Microsoft développe considérablement son infrastructure d'IA en Europe, en reprenant un accord majeur sur les ressources de calcul en Norvège initialement prévu pour son partenaire OpenAI et en louant une capacité de centre de données supplémentaire. Ce mouvement, qui redirige un matériel d'IA puissant pour l'usage propre de Microsoft, signale une stratégie agressive pour sécuriser sa chaîne d'approvisionnement dans la course mondiale aux capacités d'intelligence artificielle.
« Cette décision montre que Microsoft ne se contente plus de financer OpenAI mais entre activement en compétition pour les mêmes ressources limitées », a déclaré un analyste du secteur. « Le contrôle de l'infrastructure physique — les centres de données et l'énergie — devient le point de blocage le plus critique de l'industrie de l'IA, et Microsoft s'assure d'être du côté des gagnants. »

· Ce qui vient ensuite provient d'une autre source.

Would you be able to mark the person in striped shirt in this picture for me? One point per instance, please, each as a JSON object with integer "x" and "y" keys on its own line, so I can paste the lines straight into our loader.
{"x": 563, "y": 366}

L'arrangement prévoit que Microsoft prenne le contrôle de la puissance de calcul d'IA initialement destinée à l'usage d'OpenAI au sein d'un centre de données norvégien. En outre, Microsoft louera d'autres espaces auprès du fournisseur NSCALE pour développer ses propres services cloud axés sur l'IA. Bien que les détails financiers n'aient pas été entièrement divulgués, l'échelle des centres de données d'IA modernes suggère un investissement dépassant facilement le milliard de dollars en matériel et en engagements de location au cours des prochaines années.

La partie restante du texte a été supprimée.